The 1998 asylum law authorizes the Portuguese authorities to reject the asylum claims of applicants arriving through "safe third countries." Asylum seekers denied access to the asylum procedure on safe third country grounds are, however, given the chance to rebut the presumption of safety in the third country, according to the Portuguese government. Portugal transfers and receives asylum seekers with other European Union states, according to the terms of the Dublin Convention, an agreement that designates the EU member state responsible for deciding asylum claims (see box, p. 198).
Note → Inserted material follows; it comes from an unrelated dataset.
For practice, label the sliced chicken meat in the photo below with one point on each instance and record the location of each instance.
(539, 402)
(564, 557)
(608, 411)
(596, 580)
Applicants whose cases are found inadmissible may appeal to the National Commissioner for Refugees, which has 48 hours to make a decision. If that decision is negative, the applicant may appeal to the administrative court within eight days. Nevertheless, filing an appeal does not automatically suspend deportation.
The 1998 asylum law granted the National Commissioner for Refugees the authority to decide the appeals of negative admissibility decisions and increased its staff. The Commissioner may also advise the Ministry of the Interior to grant residence permits on humanitarian grounds.
Rejected asylum seekers may appeal their cases to an administrative court, and negative decisions in the second instance may be appealed to the Supreme Administrative Court. Similar to those rejected by the SEF, filing an appeal does not automatically suspend an applicant's deportation.
Asylum seekers considered admissible by the SEF receive a temporary residence permit, which is valid for two months, and renewable monthly until a final decision is made. It allows the applicant to work, attend professional training courses, study, and apply for a tax contributor card. Asylum seekers are also entitled to free legal counseling, medical assistance, and benefits from humanitarian organizations such as the PRC.
Asylum seekers may seek accommodation in a PRC-run reception center for up to two months or they may rent accommodations elsewhere.